The Dreaming is not exclusively past-tense. The Dreaming is used to represent Aboriginal concepts of “Everywhen,” during which the land was inhabited by ancestral figures. It is ontologically present, accessible through ceremony, and continues to unfold.
“Dreamtime” is not universally preferred terminology. The preferred terms today are “The Dreaming” or “The Dreamings” (plural, to acknowledge that diversity), or where known, the specific language group term; “Creation Stories” or “Dreaming Stories” convey more respect for Aboriginal Australian people’s beliefs.
How to Begin
Genuine engagement with Dreamtime meaning begins with recognizing that most Dreaming knowledge is not—and should not be—publicly accessible. Respect protocols of ownership and restriction. If visiting Australia, seek experiences led by Aboriginal knowledge holders who choose to share: the Anangu-operated tours at Uluru, Dhimurru Aboriginal Corporation walks in Northeast Arnhem Land, or programs at the Bunjilaka Aboriginal Cultural Centre in Melbourne.

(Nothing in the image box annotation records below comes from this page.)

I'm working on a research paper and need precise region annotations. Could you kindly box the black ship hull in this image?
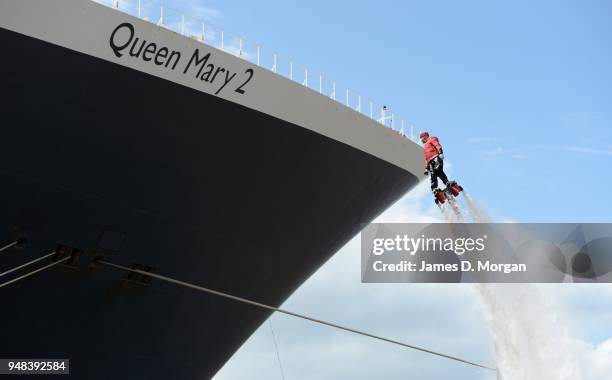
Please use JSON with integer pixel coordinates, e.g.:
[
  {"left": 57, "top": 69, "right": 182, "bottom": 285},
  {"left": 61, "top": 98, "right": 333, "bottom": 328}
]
[{"left": 0, "top": 23, "right": 418, "bottom": 380}]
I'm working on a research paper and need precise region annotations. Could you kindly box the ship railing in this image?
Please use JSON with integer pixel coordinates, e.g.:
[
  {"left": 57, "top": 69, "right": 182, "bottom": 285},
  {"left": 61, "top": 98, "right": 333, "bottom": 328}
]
[{"left": 92, "top": 0, "right": 417, "bottom": 142}]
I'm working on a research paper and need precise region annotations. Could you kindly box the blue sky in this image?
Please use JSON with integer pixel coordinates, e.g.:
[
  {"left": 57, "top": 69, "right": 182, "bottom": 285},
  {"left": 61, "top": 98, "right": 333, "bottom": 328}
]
[
  {"left": 167, "top": 0, "right": 612, "bottom": 222},
  {"left": 105, "top": 0, "right": 612, "bottom": 380}
]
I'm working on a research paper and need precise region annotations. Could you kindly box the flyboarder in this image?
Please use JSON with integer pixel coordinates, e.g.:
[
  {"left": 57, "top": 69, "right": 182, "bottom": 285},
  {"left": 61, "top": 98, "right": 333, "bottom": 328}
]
[{"left": 419, "top": 132, "right": 463, "bottom": 206}]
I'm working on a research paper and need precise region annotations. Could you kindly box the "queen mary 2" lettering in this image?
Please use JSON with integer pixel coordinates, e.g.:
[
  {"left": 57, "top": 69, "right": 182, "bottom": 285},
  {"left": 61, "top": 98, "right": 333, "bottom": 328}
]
[{"left": 110, "top": 22, "right": 255, "bottom": 95}]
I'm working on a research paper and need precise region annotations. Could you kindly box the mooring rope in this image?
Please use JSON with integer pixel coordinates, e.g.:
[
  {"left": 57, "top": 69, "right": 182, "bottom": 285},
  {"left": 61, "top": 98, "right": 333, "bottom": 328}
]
[
  {"left": 94, "top": 259, "right": 496, "bottom": 371},
  {"left": 0, "top": 252, "right": 70, "bottom": 288},
  {"left": 0, "top": 251, "right": 57, "bottom": 277}
]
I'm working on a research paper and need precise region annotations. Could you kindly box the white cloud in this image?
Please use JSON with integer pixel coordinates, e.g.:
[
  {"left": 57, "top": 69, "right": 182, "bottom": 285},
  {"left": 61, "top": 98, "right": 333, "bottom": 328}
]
[
  {"left": 480, "top": 146, "right": 528, "bottom": 160},
  {"left": 563, "top": 146, "right": 612, "bottom": 156},
  {"left": 466, "top": 136, "right": 499, "bottom": 144}
]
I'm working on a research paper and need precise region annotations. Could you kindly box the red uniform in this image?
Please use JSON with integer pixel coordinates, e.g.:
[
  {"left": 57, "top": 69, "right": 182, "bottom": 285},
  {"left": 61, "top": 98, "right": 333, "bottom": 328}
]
[{"left": 423, "top": 136, "right": 442, "bottom": 166}]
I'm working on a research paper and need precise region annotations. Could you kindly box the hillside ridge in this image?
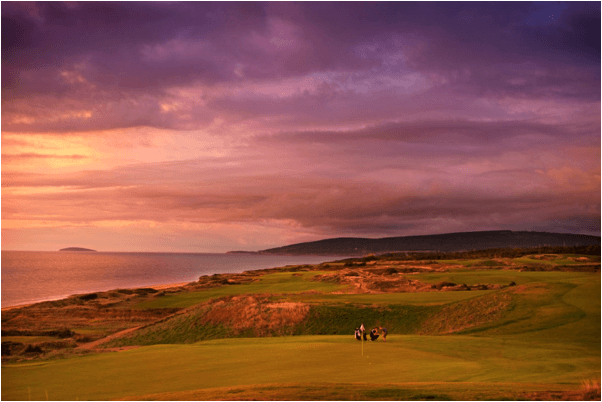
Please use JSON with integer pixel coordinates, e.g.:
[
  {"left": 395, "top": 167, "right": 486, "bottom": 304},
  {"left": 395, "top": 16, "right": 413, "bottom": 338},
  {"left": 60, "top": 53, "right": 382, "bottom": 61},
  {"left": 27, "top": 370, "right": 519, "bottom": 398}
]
[{"left": 258, "top": 230, "right": 600, "bottom": 255}]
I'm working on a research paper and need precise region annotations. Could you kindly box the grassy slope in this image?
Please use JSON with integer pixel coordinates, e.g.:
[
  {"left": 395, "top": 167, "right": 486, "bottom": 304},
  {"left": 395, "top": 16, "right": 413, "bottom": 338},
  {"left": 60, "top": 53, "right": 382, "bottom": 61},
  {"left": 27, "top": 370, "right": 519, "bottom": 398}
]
[
  {"left": 2, "top": 260, "right": 600, "bottom": 400},
  {"left": 136, "top": 271, "right": 345, "bottom": 308}
]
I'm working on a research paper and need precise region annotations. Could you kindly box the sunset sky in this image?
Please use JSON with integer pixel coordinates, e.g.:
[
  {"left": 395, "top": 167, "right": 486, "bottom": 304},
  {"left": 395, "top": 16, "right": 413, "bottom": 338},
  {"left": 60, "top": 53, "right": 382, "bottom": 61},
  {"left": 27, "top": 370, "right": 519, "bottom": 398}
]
[{"left": 1, "top": 1, "right": 601, "bottom": 252}]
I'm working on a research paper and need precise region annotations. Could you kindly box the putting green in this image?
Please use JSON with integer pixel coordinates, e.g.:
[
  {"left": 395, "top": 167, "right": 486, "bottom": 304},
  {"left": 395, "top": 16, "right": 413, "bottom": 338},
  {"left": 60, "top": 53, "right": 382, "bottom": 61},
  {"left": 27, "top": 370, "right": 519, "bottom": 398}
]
[{"left": 2, "top": 335, "right": 600, "bottom": 400}]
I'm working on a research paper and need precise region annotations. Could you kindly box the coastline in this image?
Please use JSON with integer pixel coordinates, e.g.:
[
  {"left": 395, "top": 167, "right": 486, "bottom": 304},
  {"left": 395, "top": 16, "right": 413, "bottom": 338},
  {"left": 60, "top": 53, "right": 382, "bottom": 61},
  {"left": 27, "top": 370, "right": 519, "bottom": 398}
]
[{"left": 0, "top": 282, "right": 190, "bottom": 312}]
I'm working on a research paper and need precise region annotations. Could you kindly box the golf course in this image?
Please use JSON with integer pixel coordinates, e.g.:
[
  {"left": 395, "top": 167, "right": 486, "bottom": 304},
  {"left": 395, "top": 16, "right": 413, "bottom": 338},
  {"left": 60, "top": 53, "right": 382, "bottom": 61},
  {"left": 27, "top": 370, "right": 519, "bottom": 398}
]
[{"left": 2, "top": 247, "right": 601, "bottom": 400}]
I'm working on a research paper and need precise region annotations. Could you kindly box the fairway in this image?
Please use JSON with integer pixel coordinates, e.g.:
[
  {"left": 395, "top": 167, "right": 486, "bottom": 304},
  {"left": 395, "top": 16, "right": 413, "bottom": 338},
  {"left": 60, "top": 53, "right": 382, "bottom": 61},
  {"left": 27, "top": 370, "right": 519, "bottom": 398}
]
[
  {"left": 2, "top": 253, "right": 601, "bottom": 400},
  {"left": 2, "top": 335, "right": 600, "bottom": 400}
]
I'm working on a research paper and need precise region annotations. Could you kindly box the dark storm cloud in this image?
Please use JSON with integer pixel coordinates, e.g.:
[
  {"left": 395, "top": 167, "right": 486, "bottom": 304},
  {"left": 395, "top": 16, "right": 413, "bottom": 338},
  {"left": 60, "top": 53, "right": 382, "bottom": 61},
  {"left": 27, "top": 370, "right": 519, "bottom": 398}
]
[{"left": 2, "top": 2, "right": 600, "bottom": 96}]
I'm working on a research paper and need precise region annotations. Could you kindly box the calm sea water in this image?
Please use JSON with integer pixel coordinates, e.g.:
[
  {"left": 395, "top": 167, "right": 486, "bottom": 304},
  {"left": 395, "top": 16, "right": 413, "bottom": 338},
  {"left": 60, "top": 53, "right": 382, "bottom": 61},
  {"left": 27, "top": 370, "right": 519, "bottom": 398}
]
[{"left": 1, "top": 251, "right": 344, "bottom": 307}]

For reading, The Dreaming and Other Essays by W.E.H. Stanner (1979) remains foundational academic treatment. Songlines by Bruce Chatwin (1987), while poetic, contains problematic romanticization; balance it with Aboriginal-authored works like My People by Oodgeroo Noonuccal or collections from Magabala Books, Australia’s leading Aboriginal-owned publishing house. The documentary series First Australians (2008) provides historical context.
Do not adopt or perform Dreamtime elements—wearing Aboriginal art motifs, using didgeridoo in spiritual practice (unless you are Aboriginal), or claiming “past life” Aboriginal identity. Instead, learn about the Dreaming to deepen understanding of the world’s oldest living cultures and to support Aboriginal land rights and cultural sovereignty.